Ohne mir, bis heute, bekannten Grund rief auf einmal eine ältere Frau mehrmals, und sehr wehement, nach der Polizei. „La polizia, la polizia!” – das verstehe selbst ich, als philologisch eher Unbegabter. Kurz danach lief ein Mann den Weg lang zum nahen Dorf, worauf bald ein anderer Mann auf einem Pferd heran gallopiert kam. Ich dachte schon, die wollten mich vom Feld vertreiben. Aber nach einer etwa halbstündigen Diskussion, die ich in Fetzen mithören konnte, sind wohl alle ihrer Wege gegangen. So ganz wohl war mir nicht bei der Sache. Ich bin dem Ganzen am nächsten Morgen auch nicht weiter auf den Grund gegangen, sondern habe mich schleunigst auf meinen Weg Richtung Perugia gemacht.

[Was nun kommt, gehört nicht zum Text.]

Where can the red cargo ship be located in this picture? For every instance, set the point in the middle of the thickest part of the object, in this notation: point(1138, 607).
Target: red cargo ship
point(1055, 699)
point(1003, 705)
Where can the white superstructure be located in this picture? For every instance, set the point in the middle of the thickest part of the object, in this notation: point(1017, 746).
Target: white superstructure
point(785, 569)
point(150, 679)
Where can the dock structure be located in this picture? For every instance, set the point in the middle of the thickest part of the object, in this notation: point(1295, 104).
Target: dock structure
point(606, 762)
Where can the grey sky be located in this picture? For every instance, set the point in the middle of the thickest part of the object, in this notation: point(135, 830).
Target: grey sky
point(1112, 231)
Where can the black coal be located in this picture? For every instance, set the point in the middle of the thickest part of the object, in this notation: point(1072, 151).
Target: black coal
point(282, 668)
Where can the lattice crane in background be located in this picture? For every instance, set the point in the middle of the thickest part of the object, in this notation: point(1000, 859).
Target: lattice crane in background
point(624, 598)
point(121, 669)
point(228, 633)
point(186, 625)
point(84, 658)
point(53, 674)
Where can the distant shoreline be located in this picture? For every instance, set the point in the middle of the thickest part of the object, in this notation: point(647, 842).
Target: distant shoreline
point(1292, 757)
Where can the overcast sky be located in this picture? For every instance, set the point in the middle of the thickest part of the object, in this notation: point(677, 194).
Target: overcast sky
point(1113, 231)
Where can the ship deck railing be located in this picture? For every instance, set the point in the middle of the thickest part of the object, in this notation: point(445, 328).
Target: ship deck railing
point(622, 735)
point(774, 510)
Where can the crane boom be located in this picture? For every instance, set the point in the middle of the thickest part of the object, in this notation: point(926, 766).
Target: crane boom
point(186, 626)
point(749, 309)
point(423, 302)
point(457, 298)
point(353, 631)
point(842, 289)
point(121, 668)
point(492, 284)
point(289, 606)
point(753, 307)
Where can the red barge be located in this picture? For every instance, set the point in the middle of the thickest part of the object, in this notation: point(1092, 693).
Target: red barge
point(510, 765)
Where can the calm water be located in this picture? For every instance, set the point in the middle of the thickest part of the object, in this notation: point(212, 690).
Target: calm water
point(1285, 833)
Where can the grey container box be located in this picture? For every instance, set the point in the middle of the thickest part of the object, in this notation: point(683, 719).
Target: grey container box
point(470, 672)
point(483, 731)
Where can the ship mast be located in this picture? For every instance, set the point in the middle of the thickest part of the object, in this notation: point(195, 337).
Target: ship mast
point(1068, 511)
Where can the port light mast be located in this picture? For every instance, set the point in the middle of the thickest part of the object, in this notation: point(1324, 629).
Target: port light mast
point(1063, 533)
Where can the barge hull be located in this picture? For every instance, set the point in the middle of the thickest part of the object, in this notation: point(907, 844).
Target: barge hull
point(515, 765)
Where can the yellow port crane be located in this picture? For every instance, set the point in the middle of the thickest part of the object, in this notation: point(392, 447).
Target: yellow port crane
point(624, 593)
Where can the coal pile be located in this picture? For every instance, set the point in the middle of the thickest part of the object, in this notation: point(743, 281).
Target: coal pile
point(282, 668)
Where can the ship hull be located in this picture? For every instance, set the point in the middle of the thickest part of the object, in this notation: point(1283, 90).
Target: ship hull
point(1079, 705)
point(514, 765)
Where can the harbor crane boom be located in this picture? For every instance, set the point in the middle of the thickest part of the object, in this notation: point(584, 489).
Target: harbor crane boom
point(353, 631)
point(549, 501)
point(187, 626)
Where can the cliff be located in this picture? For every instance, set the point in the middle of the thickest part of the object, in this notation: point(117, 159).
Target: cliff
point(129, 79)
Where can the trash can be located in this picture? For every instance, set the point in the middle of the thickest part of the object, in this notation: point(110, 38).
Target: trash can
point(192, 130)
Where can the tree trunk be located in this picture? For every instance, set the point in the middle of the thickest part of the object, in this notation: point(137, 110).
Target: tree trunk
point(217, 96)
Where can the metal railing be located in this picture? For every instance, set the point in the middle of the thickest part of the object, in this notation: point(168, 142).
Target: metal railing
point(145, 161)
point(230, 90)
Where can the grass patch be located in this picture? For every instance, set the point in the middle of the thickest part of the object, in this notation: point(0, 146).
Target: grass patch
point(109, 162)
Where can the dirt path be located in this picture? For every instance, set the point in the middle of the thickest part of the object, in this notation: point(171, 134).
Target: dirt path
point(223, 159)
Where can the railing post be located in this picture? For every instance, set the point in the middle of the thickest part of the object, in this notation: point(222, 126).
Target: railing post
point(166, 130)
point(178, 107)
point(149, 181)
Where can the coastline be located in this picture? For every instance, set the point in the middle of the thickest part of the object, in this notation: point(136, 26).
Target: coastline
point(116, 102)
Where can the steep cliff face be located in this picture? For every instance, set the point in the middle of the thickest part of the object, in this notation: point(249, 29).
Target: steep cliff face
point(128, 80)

Das eben angesprochene Nachtlager war übrigens eines der besten überhaupt gewesen. Von der Straße aus praktisch nicht zu sehen, konnte ich den sternenklaren Himmel über mir genießen. In der Ferne leuchteten die Lichter der nächsten Dörfer, und am Morgen weckte mich ein über das Feld gallopierendes Reh.
Der Weg nach Perugia wurde zur Königsetappe der bisherigen Reise. 2 1/2 Appennninenpässe musste ich überwinden bis ich ins Tibertal kam. Dort führten mich der leichte Rückenwind und teilweise der Windschatten von ein paar Rennradfahrern ziemlich schnell nach Ponte Felcino, das ich nach insgesamt 127km erreichte. Weil ich die gesamte Kochausrüstung aus Gewichtsgründen und Bequemlichkeit Alex mitgegeben hatte, verbrachte ich von nun an viel Zeit mit Pizza und Pastaessen. Die, meistens durch ihre Privattelefonate abgelenkte, Dame an der Rezeption der JH konnte mir daher auch ein ziemlich uriges, ich würde mal sagen italienisches Schnellrestaurant empfehlen.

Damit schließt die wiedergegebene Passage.